Thursday, May 14, 2009

Friday, May 8, 2009

Blogging: An online conversation with no one and everyone

I must confess a certain dislike of instances when people blog for the sake of blogging, or even when they blog about blogging.
Actually, what aggravates me most is when someone posts simply to say that they have nothing to say. Not only is it patently not true, it's also rather pointless...
(This is why there are often such long times between posting on this blog and the other...I simply have nothing to say that I don't mind sharing with the entire cyber-world.)
Only slightly less disliked are the posts that discuss why someone blogs. If you write a post about why you write about your life on your blog, wouldn't your time be better spent writing about your life?
This disclaimer comes, now, to the ironic point of saying that this is almost, I repeat, almost one of those sorts of posts. I am deeply sorry if anyone reading this is anything like me.
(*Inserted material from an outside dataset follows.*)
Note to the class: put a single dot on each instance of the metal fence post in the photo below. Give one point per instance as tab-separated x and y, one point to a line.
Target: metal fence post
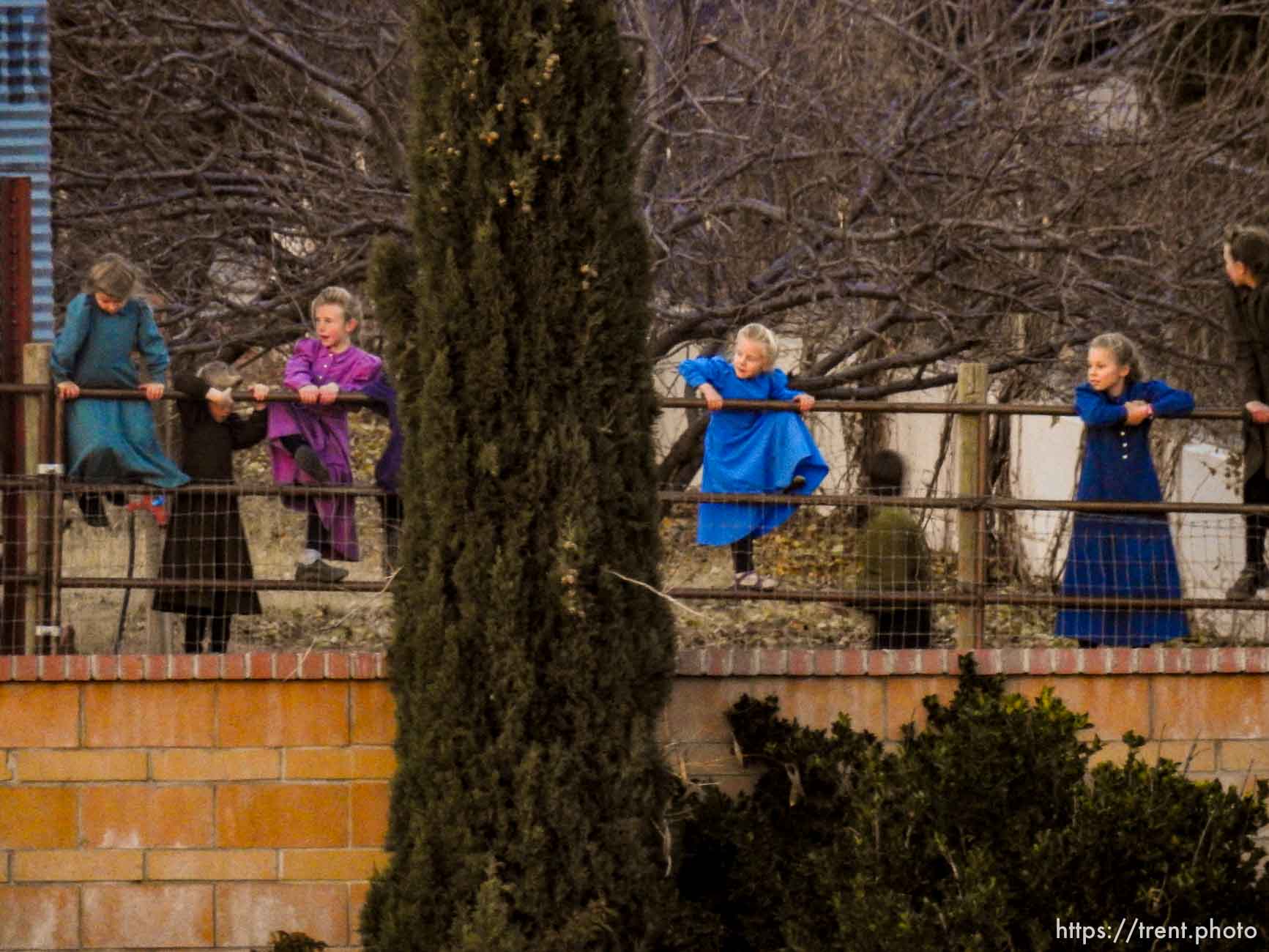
971	432
38	443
I was thinking today about why some people think that they can't write. Most often, their excuse is that they lack subject matter. I believe this is hogwash. Anyone with a decent brain and an operable set of five sense (or maybe even four or three, depends on what they are) is capable of writing.  I seems to me that subject matter is all around us.  In a way, there is enough subject matter between my hairy toes and my hairy head to make for a lifetime of inspiration for a blog.  Please don't think I'm just being conceited, either.  Every human is living a story that is worth telling, because it is a true story.

Equally often heard is, "I don't have time." This is a more valid complaint, but still, pretty lame.  We have time for what we make time for.  More simply, in the words of some wise housewife, "Where there's a will, there's a way."  Simple enough, right?  But when there are so many other things to do, so many things that take up our time... why should we worry about telling our story to the five people who might eventually read our blog?  
Now this is the main point...  From my point of view, blogging, at least  the kind of blogging that I do (meaning, non-political, non-societal, and really mostly unimportant to all but those who know me), really isn't for an audience.  I mean, it does make it more fun when you know that people read what you write, and when they respond to it, but really, blogging is like a conversation with no one, and with everyone.  (Just now the thought crossed my mind that this post really couldn't make less sense...)  For me, it's a way of processing my thoughts and feelings in public without having to worry about interruptions.  Essentially, I'm telling my story, and because I'm putting it in writing, I have the time to figure out some of the plot and foreshadowing, and maybe, once in a while, the moral.

So...tell your story to yourself, and the world, so you can figure out what it means, so you can be so excited that you can't wait for the next episode.